そんな中、先日に本業の会社で運営しているサイトのリニューアルミーテイングに顔を出した際、フォントはあれがいい、これがいいとWEB担当が制作会社担当と議論しているのを聞きまして、実はフォントも非常に奥が深いんだなということを改めて知ることになったので、dtn.jpのサイトフォントも整えようと思い、色々と調べておりました。
この記事では、色々と調べた結果dtn.jpで新たに設定をすることにした標準フォント「游ゴシック」とwebフォント「IBM Plex Sans」の説明と、そこに辿り着くまでに調べた他のWEBフォントについてもご紹介をしたいと思います。
新しく設定したフォント
色々と試してみて最終的に設定をしたのがこの欧文webフォント(IBM Plex Sans)と標準フォント(游ゴシック)の組み合わせです。
@import url('https://fonts.googleapis.com/css2?family=IBM+Plex+Sans&display=swap');
font-family: 'IBM Plex Sans', "游ゴシック体", YuGothic, "游ゴシック", "Yu Gothic", "メイリオ", "Hiragino Kaku Gothic ProN", "Hiragino Sans", sans-serif;
font-weight: 500;
標準フォント「游ゴシック」
この「游ゴシック」はWindows 8.1頃からWindowsの標準フォントになっていたようです。Windows10マシンのコンパネをみたら、この游ゴシックだけでなく游明朝というものもしっかり入っておりました。
游ゴシックは書体デザインを専門に手がける「字游工房」さんが制作したフォントが元になっているようで、かなりスッキリしたプロっぽい印象があります。
メイリオとの違い
下の画像はWindowsでおなじみのメイリオですが、游ゴシックと見比べてみるとだいぶカジュアルな印象を受けるフォントだということが分かります。

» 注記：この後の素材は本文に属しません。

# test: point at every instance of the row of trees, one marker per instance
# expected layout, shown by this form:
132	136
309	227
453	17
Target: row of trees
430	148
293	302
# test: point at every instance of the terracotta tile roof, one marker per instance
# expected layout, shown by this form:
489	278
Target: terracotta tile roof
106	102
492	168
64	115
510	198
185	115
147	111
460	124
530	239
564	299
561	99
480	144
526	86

メイリオは欧文との混在に適するようにマイクロソフトが開発した日本語フォントだったようですが、改めて字游工房さんが作ったプロ向けのフォントと見比べると、字体の美しさというよりは見やすさ重視のフォントといった印象があります。
MacとWindowsの両方で標準フォント
游ゴシックの字体の完成度の高さもあってか、Windows 8.1 以降のWindowsやOS X以降のMacOSで標準フォントになっていたようですが、この游ゴシック体がMacとWindowsで標準フォントとなるまでは、両システムで共通の標準フォントというものが存在していなかったようです。
これまで全く気にしたこともありませんでしたが、ウェブデザイン職の方々には待望のフォントが登場という感じだったのかもしれません。

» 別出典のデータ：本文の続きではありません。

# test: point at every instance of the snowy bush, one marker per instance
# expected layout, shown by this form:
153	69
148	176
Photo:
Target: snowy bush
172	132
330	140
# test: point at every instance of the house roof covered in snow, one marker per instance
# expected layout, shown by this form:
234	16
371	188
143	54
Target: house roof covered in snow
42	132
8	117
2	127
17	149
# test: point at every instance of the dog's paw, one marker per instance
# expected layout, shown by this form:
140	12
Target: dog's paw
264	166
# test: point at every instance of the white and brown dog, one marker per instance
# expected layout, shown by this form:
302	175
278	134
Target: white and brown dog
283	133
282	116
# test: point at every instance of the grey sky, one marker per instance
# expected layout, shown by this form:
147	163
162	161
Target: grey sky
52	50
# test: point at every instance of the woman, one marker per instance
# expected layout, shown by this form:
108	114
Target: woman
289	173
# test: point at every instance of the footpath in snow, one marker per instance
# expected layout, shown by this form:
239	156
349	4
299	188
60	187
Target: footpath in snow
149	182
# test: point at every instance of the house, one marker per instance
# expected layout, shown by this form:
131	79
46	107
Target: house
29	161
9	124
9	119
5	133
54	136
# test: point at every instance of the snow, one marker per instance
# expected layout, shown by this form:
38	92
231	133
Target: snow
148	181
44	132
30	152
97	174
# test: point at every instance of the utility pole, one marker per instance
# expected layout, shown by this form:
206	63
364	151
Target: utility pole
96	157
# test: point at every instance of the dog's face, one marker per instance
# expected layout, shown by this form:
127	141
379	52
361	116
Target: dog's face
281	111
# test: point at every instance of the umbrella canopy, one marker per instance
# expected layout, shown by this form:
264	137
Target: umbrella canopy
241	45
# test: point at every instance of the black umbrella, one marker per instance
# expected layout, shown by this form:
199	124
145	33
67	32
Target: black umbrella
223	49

ちなみに、この字游工房さんは他にもヒラギノとか教科書用フォントも制作しており、さすがはプロが作ったフォントということで、どれもすごい読みやすい印象があります。更に、あの「モリサワ」のグループ会社にもなっているようです。自社フォントをここまで世に広げたというのも凄い話ですね。
font-weightに多少の違いがある
游ゴシック体の登場で、MacとWindowsで共通の標準フォントが登場したということはとても素晴らしい話と思いますが、使うにあたっては多少ポイントがあるようです。
Macに搭載されている游ゴシックは「ミディアム」「ボールド」なのに対し、Windowsに搭載されているのは「細字」「標準」「中」「太字」(「中」は、Windows10から搭載)。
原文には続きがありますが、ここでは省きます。